Sunday, March 02, 2008

Twenty Major doesn't smoke!

These revelations just in from the Irish Blog Awards which were held last night:

Sinead Gleeson travels with a permanent retinue of other female arts correspondents.

Bock the Robber is a lightweight who can't handle his ale. He went home before nine o'clock last night. Which was a pity as I was hoping to meet him and call him a wanker for liking not only Munster but Scunthorpe.

Irish Flirty Something has dyed her hair. I know this must be the case because I asked every redhead in the place if they were flirty or not. Yes, I did indeed get some funny looks for that.

Sarah Carey and Richard Delevan couldn't get babysitters.

And Twenty Major, who is a very nice, well spoken lad in real life, is off the fags. Who's smoking in Dublin bars now, eh? Well?

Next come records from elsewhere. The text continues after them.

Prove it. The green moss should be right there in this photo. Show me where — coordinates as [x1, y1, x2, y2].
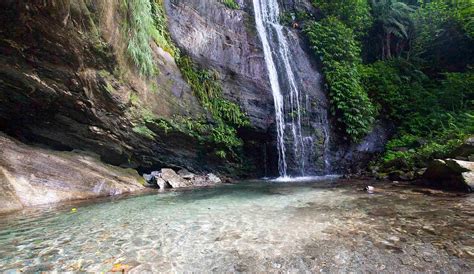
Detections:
[132, 125, 156, 140]
[121, 0, 176, 76]
[128, 92, 140, 106]
[305, 17, 375, 141]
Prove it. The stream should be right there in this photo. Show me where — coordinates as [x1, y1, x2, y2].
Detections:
[0, 179, 474, 273]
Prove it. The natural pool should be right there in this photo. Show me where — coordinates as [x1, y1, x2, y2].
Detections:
[0, 180, 474, 273]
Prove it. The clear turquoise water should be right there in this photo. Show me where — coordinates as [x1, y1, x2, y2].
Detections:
[0, 181, 474, 273]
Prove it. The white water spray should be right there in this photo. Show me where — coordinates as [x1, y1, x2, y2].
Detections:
[253, 0, 306, 177]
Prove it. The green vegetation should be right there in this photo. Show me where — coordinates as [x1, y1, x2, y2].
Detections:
[122, 0, 249, 160]
[312, 0, 373, 38]
[121, 0, 175, 76]
[305, 17, 374, 141]
[177, 57, 250, 158]
[222, 0, 240, 10]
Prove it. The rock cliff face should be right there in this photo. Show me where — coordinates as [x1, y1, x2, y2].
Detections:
[0, 0, 386, 210]
[0, 134, 144, 213]
[165, 0, 336, 174]
[0, 0, 256, 176]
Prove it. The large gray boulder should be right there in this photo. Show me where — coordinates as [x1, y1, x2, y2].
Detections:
[161, 168, 192, 188]
[0, 133, 144, 213]
[423, 159, 474, 192]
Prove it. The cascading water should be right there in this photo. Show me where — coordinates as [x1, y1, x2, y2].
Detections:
[253, 0, 328, 177]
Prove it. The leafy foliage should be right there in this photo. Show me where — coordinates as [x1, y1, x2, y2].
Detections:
[361, 59, 474, 169]
[178, 57, 249, 127]
[305, 17, 375, 140]
[122, 0, 176, 76]
[222, 0, 240, 10]
[123, 0, 157, 76]
[371, 0, 413, 59]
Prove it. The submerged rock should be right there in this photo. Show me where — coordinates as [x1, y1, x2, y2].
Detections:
[0, 134, 144, 213]
[364, 186, 375, 194]
[156, 177, 171, 190]
[423, 159, 474, 192]
[161, 168, 192, 188]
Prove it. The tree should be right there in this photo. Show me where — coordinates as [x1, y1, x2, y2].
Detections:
[371, 0, 414, 59]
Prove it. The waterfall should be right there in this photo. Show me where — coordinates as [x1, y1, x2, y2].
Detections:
[253, 0, 313, 177]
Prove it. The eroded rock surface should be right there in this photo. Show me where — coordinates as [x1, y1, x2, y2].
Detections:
[0, 134, 144, 213]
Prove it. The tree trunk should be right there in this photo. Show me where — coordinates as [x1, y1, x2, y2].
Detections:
[385, 33, 392, 59]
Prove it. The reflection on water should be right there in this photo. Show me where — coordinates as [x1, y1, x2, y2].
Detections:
[0, 181, 474, 272]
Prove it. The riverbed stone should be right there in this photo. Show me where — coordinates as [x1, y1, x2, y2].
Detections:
[156, 177, 171, 190]
[423, 159, 474, 192]
[161, 168, 191, 188]
[207, 173, 222, 184]
[178, 168, 196, 180]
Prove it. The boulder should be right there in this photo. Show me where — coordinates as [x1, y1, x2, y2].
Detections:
[0, 133, 144, 214]
[423, 159, 474, 192]
[178, 168, 195, 180]
[161, 168, 192, 188]
[143, 174, 156, 187]
[156, 177, 171, 190]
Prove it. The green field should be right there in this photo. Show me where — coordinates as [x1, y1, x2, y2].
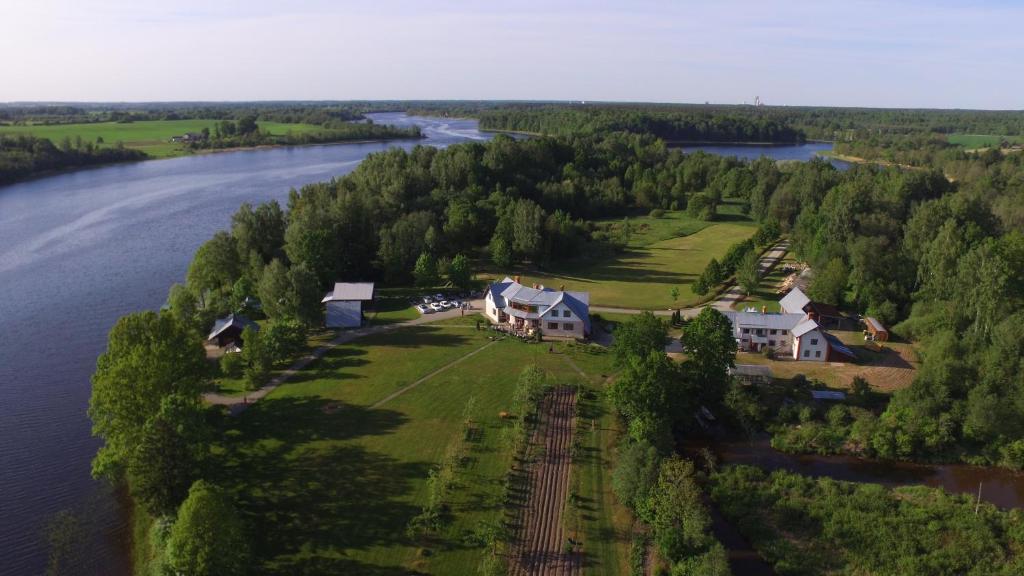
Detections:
[0, 120, 323, 158]
[211, 319, 628, 575]
[490, 221, 757, 310]
[946, 134, 1024, 149]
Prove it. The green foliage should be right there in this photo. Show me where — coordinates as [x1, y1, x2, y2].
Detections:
[711, 466, 1024, 576]
[447, 254, 473, 288]
[128, 395, 210, 516]
[89, 312, 206, 479]
[611, 312, 669, 367]
[681, 306, 736, 406]
[736, 251, 761, 296]
[166, 480, 250, 576]
[258, 319, 306, 364]
[413, 252, 437, 286]
[240, 326, 274, 390]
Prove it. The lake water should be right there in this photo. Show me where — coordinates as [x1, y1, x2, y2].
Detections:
[672, 142, 850, 170]
[0, 113, 490, 576]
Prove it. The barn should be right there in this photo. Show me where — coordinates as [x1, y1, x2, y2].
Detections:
[321, 282, 374, 328]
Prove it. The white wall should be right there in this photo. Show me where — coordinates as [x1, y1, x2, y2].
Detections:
[324, 300, 362, 328]
[541, 303, 584, 338]
[793, 329, 828, 362]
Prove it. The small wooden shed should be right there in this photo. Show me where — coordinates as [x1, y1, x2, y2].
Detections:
[864, 316, 889, 342]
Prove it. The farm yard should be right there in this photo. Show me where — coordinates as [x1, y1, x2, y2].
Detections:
[208, 317, 628, 574]
[490, 221, 756, 310]
[0, 120, 324, 158]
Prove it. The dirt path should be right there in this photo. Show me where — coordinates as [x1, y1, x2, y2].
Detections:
[370, 336, 504, 408]
[203, 300, 483, 416]
[590, 240, 790, 318]
[509, 387, 583, 576]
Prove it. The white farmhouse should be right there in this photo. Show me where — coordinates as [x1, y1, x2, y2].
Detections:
[483, 277, 590, 338]
[321, 282, 374, 328]
[725, 288, 856, 362]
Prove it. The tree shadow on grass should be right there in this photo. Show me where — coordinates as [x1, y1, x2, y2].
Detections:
[218, 398, 429, 576]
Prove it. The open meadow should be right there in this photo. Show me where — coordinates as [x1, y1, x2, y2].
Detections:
[0, 120, 324, 158]
[490, 215, 757, 310]
[210, 319, 629, 575]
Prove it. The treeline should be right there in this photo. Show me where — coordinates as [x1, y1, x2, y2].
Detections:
[188, 115, 422, 150]
[479, 105, 804, 142]
[720, 145, 1024, 468]
[607, 307, 736, 576]
[711, 466, 1024, 576]
[0, 134, 145, 186]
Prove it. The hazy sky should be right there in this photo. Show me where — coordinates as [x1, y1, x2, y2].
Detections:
[0, 0, 1024, 110]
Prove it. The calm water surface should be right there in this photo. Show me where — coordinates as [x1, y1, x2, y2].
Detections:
[673, 142, 850, 170]
[0, 114, 489, 576]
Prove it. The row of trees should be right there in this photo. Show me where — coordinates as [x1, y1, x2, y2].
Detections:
[608, 307, 736, 575]
[0, 134, 145, 186]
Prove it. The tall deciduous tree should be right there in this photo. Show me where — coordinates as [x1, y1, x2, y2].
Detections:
[128, 394, 210, 516]
[166, 480, 250, 576]
[89, 312, 206, 479]
[682, 306, 736, 404]
[611, 312, 669, 367]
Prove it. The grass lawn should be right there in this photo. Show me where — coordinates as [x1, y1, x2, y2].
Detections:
[946, 134, 1024, 149]
[732, 255, 796, 312]
[211, 325, 628, 575]
[0, 120, 324, 158]
[490, 221, 757, 310]
[736, 330, 921, 393]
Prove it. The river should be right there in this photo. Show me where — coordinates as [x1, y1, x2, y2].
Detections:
[0, 113, 490, 576]
[672, 142, 850, 170]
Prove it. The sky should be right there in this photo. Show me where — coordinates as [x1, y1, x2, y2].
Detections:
[0, 0, 1024, 110]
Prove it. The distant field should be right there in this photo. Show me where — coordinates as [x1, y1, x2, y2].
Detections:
[0, 120, 323, 158]
[946, 134, 1024, 149]
[212, 319, 629, 576]
[490, 217, 757, 310]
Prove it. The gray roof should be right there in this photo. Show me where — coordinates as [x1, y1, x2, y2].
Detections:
[811, 390, 846, 401]
[778, 288, 811, 314]
[206, 314, 259, 340]
[864, 316, 887, 332]
[321, 282, 374, 302]
[723, 311, 806, 330]
[793, 320, 818, 338]
[488, 277, 590, 332]
[729, 364, 771, 378]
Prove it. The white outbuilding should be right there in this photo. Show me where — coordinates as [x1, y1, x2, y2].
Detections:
[321, 282, 374, 328]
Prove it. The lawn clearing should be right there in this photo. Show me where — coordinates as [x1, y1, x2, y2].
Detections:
[212, 325, 626, 575]
[946, 134, 1024, 150]
[0, 120, 324, 158]
[490, 221, 756, 310]
[736, 330, 921, 393]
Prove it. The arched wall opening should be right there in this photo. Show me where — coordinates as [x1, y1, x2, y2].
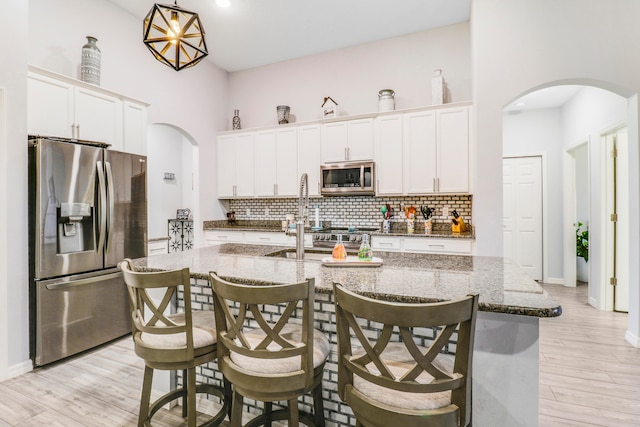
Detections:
[147, 123, 200, 247]
[503, 79, 640, 346]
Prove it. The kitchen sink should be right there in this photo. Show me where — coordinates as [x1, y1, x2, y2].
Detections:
[265, 249, 355, 261]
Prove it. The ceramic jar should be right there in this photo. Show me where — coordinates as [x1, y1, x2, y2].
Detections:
[276, 105, 291, 125]
[80, 36, 102, 86]
[378, 89, 396, 111]
[231, 110, 240, 130]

Congrats to everyone who won, and to all those who got nominated, or just got drunk. And an especial well done to Mulley for putting it all together and Rick O'Shea for compering the event.

See y'all next year.

Wednesday, November 21, 2007

We're all experts now


I've been watching some Irish television.

Yes, the weather really has been that bad.

On Monday, I caught the blogosphere's art guru Sinead Gleeson on the Seoige and O'Shea show. That's the one on in the afternoon, where flustered guests try not to stare too hard at Grainne's legs and bosoms (see above), while Joe O'Shea stutters at them.

Sinead was on as an expert guest, but she wasn't talking about Ireland's arts scene. No, she was on to discuss how people in Ireland today have so little idea of geography that they'd be lucky to find Tallaght if there weren't big signs on the M50 carpark to tell them.

No offence, Sinead (who, for those who missed it, is surprisingly foxy for an internet geek and art wonk), but when did you become (as billed) a 'social commentator' with special interest in secondary school geography education? Is there a night class you can do in that?

Needless to say, Sinead performed admirably in her role. But I am getting fed up with all sorts of people being rolled out on telly purporting to be experts in things they're not. Can anyone be a telly expert now? Are daytime viewers so moronic that they actually still consider talking heads to be authorities on anything?

Actually, don't answer that. I was one of those soldiers on Monday afternoon. Damn rain, I really need to get out more.